Ancient Advanced Languages Refute Evolutionist History

Ancient Asians were using a written language more advanced than those of today, a language called Kavi. Can atheists explain why where the Filipinos using a language 1107 years ago that was more advanced that that of their modern language Tagalog?

And in ancient China:

Mysteries of the Yellow Emperor

Mysteries of the Yellow Emperor

Paul Stonehill

Introduction

Chinese and Japanese archaeologists claim they have discovered in China’s southwestern province of Sichuan evidence of the fifth ancient civilization, Japan’s Kyodo News reported Monday, October 28 1996. The evidence is an earthen stage, unearthed during a joint archaeology project and estimated to date back 4,500 years. It was found among the remains of an ancient castle near the banks of the Yangtze River 56 miles (90 km) southwest of the city of Chengdu. The archaeologists involved in the excavation project explain that the earthen stage, pointing to an advanced knowledge of construction techniques by those who built it, reinforces the possibility of a fifth civilization. The world’s four oldest civilizations are known as Mesopotamia, Egypt, Indus and China’s Yellow River. Carbon isotope analysis on earthenware found at the excavation site was used to help identify the age of the castle and stage.

It is a very significant discovery . We may be closer to solving the enigma of the “Yellow Emperor,” Huang-ti (27th century B.C.), who, it is said, lived in those misty reaches of time before the Shang dynasty.

In the beginning

Archaeological evidence suggests that China is one of the cradles of the human race. The earliest known human in China, whose fossilized skull was unearthed in Shanxi Province in 1963, is believed to date back to 600,000 BC.

Around the 4th or 3rd millennium BC, in the New Stone Age, great changes occurred in the lives of the ancient Chinese. Larger numbers of people began living together at settled places, cultivating land, and domesticating animals. These people made polished stone tools and built shelters in pit dwellings and beehive huts that were covered with reed roofs. Such villages were found mostly in the area of the great bend of the Huang He on the North China Plain. Despite its severe winters, this area was well suited to agriculture. In fact, it closely resembled the other cradles of ancient civilizations, such as the valley of the Nile in Egypt. As we will see, this is an important fact, because there are other striking similarities between the ancient civilizations. According to Chinese tradition, the Chinese people originated in the Huang He (Hwang Ho or Yellow River) valley. The legends tell of a creator, P’an Ku, who was succeeded by a series of heavenly, terrestrial, and human sovereigns. Rice was grown in eastern China circa 5500 BC, and about five centuries later an agricultural society developed in the Huang He valley.

The Emperor’s legacy

Chinese civilization owes much to the legendary ruler. Agriculture and husbandry simultaneously developed in the ancient times when Huang-ti ruled. Silkworm raising was accomplished earliest in China. Yue Jue Shu says Emperor Huang-ti started the silk clothing industry and cultivated mulberry (for silkworms) and hemp; as the Chinese archaeologists state “it is from historical records” (Selections of Chinese Relics and Archaeology, Foreign Languages Press, Beijing, 1995). We should be grateful that at least some historical records reach to us from the mists of time. Ancient scribes took care to leave us an incredible tale of a very strange being, the one they called the “Yellow Emperor.” And it was in Huang-ti’s age that the most ancient Chinese writing was “invented.”

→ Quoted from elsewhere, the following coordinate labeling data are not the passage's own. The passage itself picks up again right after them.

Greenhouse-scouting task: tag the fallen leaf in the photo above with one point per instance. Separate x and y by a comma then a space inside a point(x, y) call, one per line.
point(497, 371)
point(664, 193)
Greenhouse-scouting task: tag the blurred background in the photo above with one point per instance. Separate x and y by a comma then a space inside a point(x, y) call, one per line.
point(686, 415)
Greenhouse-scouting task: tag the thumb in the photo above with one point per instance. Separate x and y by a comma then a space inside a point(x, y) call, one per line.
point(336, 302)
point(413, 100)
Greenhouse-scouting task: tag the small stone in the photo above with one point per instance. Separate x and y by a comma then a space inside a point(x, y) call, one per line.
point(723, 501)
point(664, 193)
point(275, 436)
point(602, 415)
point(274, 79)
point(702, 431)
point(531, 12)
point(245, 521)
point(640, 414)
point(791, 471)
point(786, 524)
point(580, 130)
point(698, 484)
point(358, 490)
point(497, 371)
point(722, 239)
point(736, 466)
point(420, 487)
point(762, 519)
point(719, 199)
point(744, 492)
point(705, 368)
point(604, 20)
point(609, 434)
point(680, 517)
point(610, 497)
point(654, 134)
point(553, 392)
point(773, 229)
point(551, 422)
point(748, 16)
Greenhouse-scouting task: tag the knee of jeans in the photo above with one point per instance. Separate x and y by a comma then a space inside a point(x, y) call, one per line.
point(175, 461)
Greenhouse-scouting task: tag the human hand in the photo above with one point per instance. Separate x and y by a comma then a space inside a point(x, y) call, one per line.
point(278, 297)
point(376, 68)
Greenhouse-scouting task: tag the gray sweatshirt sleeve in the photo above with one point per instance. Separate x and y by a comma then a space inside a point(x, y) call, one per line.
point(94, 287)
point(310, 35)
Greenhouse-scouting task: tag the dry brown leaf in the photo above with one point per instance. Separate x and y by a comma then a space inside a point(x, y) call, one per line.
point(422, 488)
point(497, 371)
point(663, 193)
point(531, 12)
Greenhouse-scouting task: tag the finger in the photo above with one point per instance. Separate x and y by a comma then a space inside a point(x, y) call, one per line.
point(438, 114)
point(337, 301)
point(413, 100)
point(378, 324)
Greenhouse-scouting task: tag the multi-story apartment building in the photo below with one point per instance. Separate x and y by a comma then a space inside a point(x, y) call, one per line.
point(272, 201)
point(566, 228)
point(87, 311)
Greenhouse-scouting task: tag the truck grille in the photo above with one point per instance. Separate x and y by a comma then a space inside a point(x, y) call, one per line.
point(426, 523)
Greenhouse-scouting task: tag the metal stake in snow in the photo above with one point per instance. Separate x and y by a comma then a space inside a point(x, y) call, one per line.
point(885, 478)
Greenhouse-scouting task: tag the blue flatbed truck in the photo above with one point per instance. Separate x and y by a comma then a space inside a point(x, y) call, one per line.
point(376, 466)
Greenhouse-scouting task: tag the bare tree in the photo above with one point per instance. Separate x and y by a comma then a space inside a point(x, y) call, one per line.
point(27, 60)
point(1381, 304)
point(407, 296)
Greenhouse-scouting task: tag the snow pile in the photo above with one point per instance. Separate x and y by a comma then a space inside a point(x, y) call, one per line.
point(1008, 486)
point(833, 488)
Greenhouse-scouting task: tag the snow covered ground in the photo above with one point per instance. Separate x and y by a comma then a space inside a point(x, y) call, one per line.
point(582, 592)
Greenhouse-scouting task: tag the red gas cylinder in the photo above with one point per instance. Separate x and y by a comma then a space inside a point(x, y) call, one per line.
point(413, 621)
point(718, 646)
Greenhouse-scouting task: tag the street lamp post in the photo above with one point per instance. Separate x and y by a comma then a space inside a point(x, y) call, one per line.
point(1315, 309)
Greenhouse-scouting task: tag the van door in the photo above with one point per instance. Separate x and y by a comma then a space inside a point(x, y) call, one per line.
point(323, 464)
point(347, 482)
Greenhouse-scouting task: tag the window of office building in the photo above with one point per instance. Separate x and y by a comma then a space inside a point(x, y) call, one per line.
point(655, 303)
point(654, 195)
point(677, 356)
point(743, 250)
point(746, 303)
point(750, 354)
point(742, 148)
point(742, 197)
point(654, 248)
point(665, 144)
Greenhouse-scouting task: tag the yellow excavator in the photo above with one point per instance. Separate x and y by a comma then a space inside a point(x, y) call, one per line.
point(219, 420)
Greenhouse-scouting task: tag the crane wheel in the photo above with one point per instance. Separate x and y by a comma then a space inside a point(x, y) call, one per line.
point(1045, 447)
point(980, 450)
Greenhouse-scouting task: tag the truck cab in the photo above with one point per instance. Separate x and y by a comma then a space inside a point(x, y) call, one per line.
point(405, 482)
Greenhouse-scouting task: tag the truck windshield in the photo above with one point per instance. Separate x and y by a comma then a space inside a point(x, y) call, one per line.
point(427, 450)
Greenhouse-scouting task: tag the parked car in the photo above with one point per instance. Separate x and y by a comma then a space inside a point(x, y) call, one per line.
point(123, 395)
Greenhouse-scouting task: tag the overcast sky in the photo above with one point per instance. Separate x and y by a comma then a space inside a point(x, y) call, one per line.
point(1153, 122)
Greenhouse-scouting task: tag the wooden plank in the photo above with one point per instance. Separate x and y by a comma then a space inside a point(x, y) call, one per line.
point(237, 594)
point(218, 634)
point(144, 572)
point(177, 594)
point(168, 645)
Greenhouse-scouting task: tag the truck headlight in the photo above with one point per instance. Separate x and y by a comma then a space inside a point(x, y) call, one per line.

Like other ancient peoples, the Chinese developed unique attributes. Their form of writing, developed by 2000 BC, was a complex system of picture writing using forms called ideograms, pictograms, and phonograms. Such early forms of Chinese became known through the discovery by archaeologists of oracle bones, which were bones with writings inscribed on them. They were used for fortune-telling and record keeping in ancient China. In 1899 a small group of Chinese scholars and antiquarians collected quantities of inscribed bones from the fields around Hsiao T’un. Five years passed before enough symbols could be deciphered to reveal the true nature of the “dragon bones.”

They were a record of a people who called themselves Shang, and ruled lands surrounding Anyang some four thousand years ago. The objects embedded in the fields of Hsiao T’un came not from dragons but from tortoises and cattle. Shang kings desired to glimpse into the future, and their diviners inscribed the royal inquiries on a carefully scraped and polished tortoise shell or ox blade or leg bone.

Years later the People’s Republic of China archaeologists uncovered thousands more Shang oracle bones. Corps of learned people created a whole new anch of linguistic study, Jia gu shu, the study of shell and bone writing. As scholars pored over the writings of ancient diviners, they reached a provocative conclusion: Shang writing was not the oldest Chinese writing, not by a thousand years at least. The characters used then were already so sophisticated that they undoubtedly had many centuries of development behind them.

Who knew? Creation scientists knew, because according to the Bible the first men were healthier (and so had an easier time processing information than our brains can). The Bible also teaches that what is has already been (meaning the advanced technology we have today was already invented in the past).